We are maintaining our Neutral recommendation on Royal Dutch Shell Plc. ( “>RDS.A )  with a target price of $67.

In terms of assets, Royal Dutch Shell owns a strong and diversified portfolio of global energy businesses that offers attractive long-term growth opportunities. The group’s strong inventory of development projects and increased capital expenditures should help volume growth in the long run. Hague-based Shell has operations all over the world and is involved in various activities related to oil and natural gas, chemicals, power generation, renewable energy resources, and other energy-related businesses.

The Anglo-Dutch behemoth expects its annual worldwide production to reach 3.7 MMBOE/d in 2014, up from 3.15 MMBOE/d in 2009. Shell’s targeted output increase – driven by a new wave of project start-ups – would reverse the declining trend of the last several years. The company is currently assessing more than 35 new projects that should guarantee upstream growth to at least 2020.

In line with other supermajors like ExxonMobil Corp. ( “>XOM )  and Chevron Corp. (CVX), Shell sees natural gas playing an important part in its future. The company’s targeted volume growth will be achieved primarily by new natural gas projects coming onstream in Qatar, Australia and North America. Shell said that it expects natural gas to represent 52% of total volumes by 2012.

Recently, the group reported strong third-quarter 2010 results, buoyed by a robust operating environment, production growth and cost cutting initiatives. Earnings per ADR (on a current cost of supplies basis), excluding one-time items and gains or losses from inventories, came in at $1.61, significantly ahead of the year-ago result of 86 cents and also exceeded the Zacks Consensus Estimate of $1.34. Revenues were up 20.9% to $90.7 billion.

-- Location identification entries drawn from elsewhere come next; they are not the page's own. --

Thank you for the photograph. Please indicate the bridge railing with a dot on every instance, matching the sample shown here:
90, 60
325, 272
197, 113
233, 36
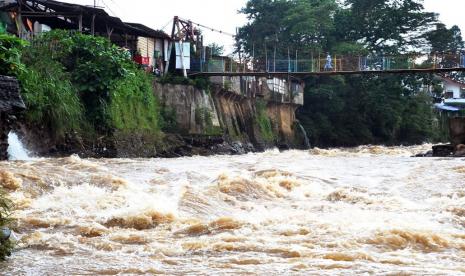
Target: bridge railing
334, 63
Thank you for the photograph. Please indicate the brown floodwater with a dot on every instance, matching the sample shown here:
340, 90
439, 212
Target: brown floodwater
368, 210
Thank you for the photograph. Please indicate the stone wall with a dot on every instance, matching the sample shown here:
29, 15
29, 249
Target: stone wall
233, 113
10, 103
457, 130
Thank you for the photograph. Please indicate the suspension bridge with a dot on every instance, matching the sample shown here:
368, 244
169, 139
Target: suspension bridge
310, 64
334, 65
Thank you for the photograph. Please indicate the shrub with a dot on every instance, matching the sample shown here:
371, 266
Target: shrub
10, 55
51, 99
264, 122
133, 105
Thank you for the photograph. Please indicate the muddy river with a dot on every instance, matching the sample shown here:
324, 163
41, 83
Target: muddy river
367, 210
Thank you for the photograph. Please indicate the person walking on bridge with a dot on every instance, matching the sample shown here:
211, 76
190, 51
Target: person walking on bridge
328, 64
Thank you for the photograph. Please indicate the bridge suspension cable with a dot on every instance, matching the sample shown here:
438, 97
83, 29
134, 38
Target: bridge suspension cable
209, 28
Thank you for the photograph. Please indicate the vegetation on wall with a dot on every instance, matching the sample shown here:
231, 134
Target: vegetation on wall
82, 83
52, 100
354, 110
133, 107
10, 55
264, 122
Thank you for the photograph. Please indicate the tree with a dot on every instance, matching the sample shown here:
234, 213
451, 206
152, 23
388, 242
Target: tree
216, 49
445, 40
349, 110
381, 25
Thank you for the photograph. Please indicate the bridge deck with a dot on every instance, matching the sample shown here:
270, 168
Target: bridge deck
326, 73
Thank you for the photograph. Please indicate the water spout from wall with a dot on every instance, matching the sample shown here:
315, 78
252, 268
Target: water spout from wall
304, 134
16, 149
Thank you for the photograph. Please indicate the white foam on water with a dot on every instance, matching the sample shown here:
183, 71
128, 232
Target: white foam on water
16, 149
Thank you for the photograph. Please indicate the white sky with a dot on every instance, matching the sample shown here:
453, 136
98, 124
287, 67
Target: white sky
223, 15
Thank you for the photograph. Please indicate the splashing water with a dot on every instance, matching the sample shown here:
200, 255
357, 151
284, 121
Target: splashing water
362, 211
304, 133
16, 149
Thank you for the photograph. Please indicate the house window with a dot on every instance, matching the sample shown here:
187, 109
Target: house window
449, 95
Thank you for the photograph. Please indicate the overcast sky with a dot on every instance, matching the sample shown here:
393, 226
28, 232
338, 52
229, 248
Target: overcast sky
223, 15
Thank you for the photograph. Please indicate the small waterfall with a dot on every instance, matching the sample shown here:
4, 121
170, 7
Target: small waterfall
16, 150
304, 133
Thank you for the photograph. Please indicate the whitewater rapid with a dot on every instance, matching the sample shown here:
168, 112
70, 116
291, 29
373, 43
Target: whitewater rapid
367, 210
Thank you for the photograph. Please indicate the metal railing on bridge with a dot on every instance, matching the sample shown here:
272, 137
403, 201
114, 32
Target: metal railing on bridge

(Read our full coverage on this earnings report: Shell Continues to Outperform)

However, Royal Dutch Shell’s heavy downstream exposure leaves it relatively less diversified compared to its integrated peers. As such, the group’s results remain heavily exposed to refining/marketing margins. Shell’s downstream operations have struggled recently due to weak demand for fuel, leading to lower returns in this segment.

This will continue to weigh on the company’s revenue and profitability, at least in the near- to medium-term. As such, we expect Royal Dutch Shell’s growth potential to be restrained and see the ADRs performing in line with the market.